I'd appreciate a question? I guess it is "how do we lower logfile sync"

the only way to lower log file sync waits would typically be

a) commit less frequently - only if the application can safely permit it.
b) make log devices faster - eg: ensure the lgwr and arch have uncontended access to these devices and that these devices are as good as they get. They already look pretty good t
hough:

                                                                   Avg
                                                     Total Wait   wait    Waits
Event                               Waits   Timeouts   Time (s)   (ms)     /txn
---------------------------- ------------ ---------- ---------- ------ --------
log file parallel write         2,249,335          0      3,065      1      0.3


another (not so far fetched) idea would be to use clustering - to give you more than one lgwr in effect for your database.

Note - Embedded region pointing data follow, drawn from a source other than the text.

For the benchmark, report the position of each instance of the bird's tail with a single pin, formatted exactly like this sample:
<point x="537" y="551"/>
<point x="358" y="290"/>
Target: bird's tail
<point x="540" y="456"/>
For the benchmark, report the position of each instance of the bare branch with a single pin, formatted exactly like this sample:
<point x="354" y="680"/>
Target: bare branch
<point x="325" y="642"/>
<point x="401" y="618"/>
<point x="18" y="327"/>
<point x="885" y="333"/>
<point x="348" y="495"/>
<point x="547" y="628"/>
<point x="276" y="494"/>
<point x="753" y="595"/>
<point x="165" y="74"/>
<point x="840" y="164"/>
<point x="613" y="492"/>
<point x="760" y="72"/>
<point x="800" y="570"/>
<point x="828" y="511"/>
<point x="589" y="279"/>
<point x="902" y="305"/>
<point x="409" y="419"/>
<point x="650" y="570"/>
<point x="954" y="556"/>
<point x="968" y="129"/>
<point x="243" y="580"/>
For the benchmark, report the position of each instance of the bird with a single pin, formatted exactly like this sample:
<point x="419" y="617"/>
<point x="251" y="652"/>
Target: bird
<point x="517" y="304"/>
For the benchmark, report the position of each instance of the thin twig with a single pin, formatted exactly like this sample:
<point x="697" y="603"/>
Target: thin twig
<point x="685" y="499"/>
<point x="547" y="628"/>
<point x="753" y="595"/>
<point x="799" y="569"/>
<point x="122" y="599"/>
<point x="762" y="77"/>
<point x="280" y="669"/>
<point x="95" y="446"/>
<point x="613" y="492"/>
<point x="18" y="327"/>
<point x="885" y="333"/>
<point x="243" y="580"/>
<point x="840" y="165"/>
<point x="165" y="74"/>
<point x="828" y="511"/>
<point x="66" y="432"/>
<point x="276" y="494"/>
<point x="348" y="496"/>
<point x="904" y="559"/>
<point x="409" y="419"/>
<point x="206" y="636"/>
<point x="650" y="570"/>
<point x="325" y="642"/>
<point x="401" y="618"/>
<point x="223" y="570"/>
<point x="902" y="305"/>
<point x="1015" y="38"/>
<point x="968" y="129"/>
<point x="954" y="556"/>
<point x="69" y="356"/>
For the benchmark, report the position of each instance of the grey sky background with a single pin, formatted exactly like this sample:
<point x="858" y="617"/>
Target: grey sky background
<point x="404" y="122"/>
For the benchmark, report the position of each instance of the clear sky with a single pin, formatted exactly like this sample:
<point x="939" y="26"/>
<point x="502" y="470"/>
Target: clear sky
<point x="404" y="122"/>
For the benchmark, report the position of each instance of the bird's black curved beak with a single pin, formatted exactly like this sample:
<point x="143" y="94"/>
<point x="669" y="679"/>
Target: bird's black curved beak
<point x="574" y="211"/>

Very high log file sync waits

Ivan Rivolta, April 16, 2008 - 6:31 pm UTC

Thanks for the answer Tom only two question, can you explain better your idea about clustering and "that give more than one lgwr in effect in Database", other question we have in our database the parameter log_parallelism =2, this value you think is good, or your think is better change or this parameter dont help for the problem. Thanks for your time
Regards Ivan Rivolta
Tom Kyte
April 16, 2008 - 9:44 pm UTC

I'm talking about Real Application Clusters - RAC.



that init.ora parameter (goes away in current releases) would have you waiting on....


<quote>
and you are experiencing very high contention on the redo allocation latch
</quote>

you are, well, waiting on log file sync, that'll do NOTHING for the IO waits.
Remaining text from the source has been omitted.